EDA without data dredging

Matthew_Rich · February 24, 2025, 9:53pm

I am trying to fold some of the tenants exposed by the website but I feel I am missing the forest through trees on a basic fact. I am reading Dr. Harrell’s text (currently Chapter 2).

I am a recovering data torturer and serial data categorizer. I am trying to to better for an upcoming project, but I am a bit confused on fitting splines for a given continuous predictor. I work in drug development and my data is always very noisy. I am confused about choosing a testing splines while not looking at the Y variable.

Based on the skimming of the notes and book so far, I am sort of cheating if I plot a X_1 vs Y and start tweaking. My understanding is that all EDA work should be blinded, but how does one pick splines under those conditions.

Any guidance on this will be appreciated,

Thanks in advance.

js592 · February 25, 2025, 3:37pm

With splines the benefit is that you are not pre-specifying a specific “shape” of a nonlinear relationship (only that it can be fit by a spline). The only things you need to set are the knot number/locations.

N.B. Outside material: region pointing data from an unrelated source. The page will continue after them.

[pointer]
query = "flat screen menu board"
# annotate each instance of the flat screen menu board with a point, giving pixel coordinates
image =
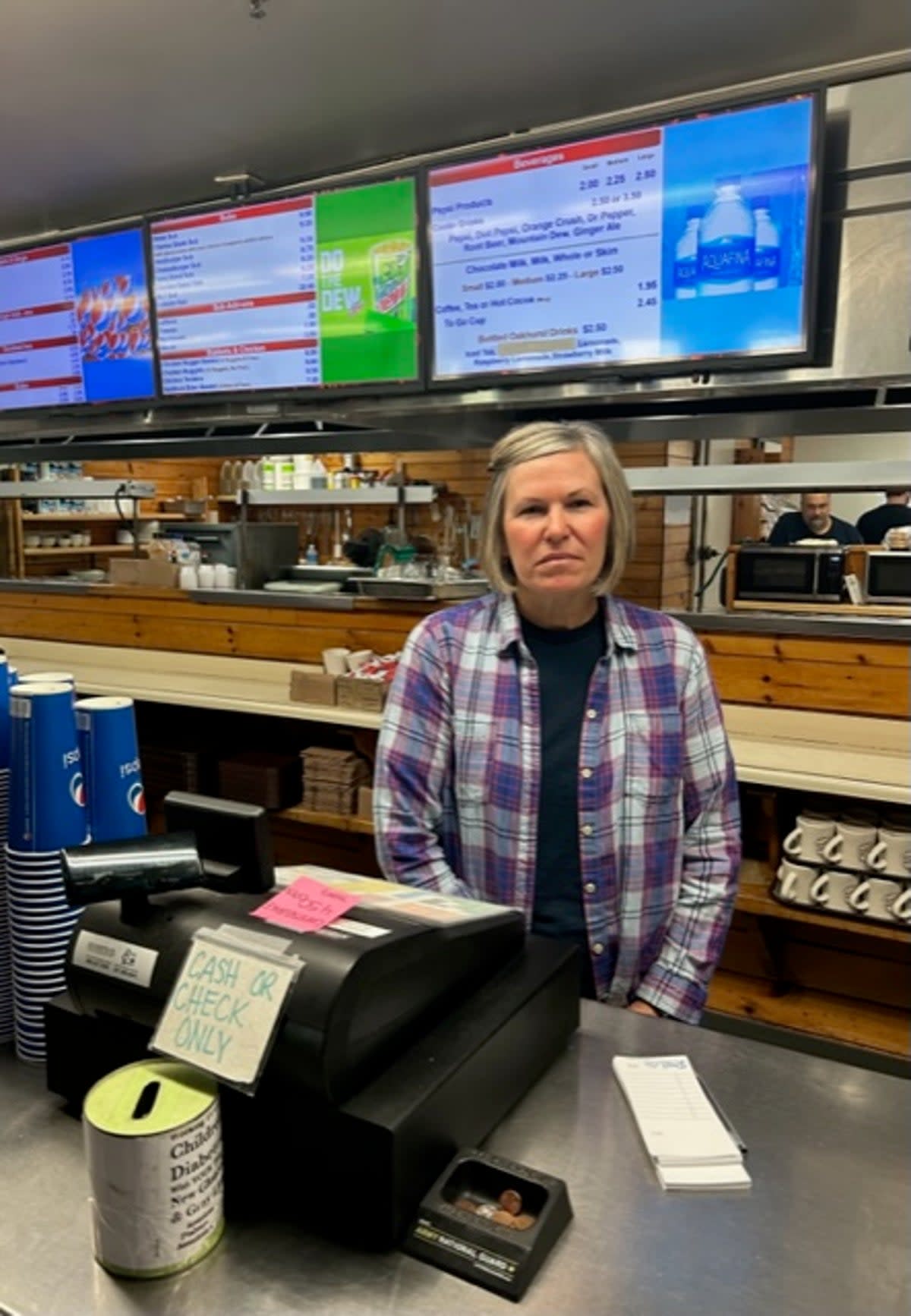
(308, 291)
(665, 244)
(74, 323)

The latter is placed at quantiles of the independent variable and the former is typically set based on how the analyst wants to spend the degrees of freedom afforded by the sample size. Neither of these require looking at Y.

Matthew_Rich · February 25, 2025, 8:09pm

@js592

Probably a dumb clarification question, but I would need to plot against somehting right? If it is not Y, what is the second variable.

So say I have serum creatine levels that I want a spline for… I would need to plot said creatine in relation to something before I can then go figure out what the appropriate number of nodes are needed. Since I am in the PK world, I would reflexively select the response variable which would be drug concentration. Also since I want this predictor in a model to describe Y isn’t the goal to have a spline that represents that relationship.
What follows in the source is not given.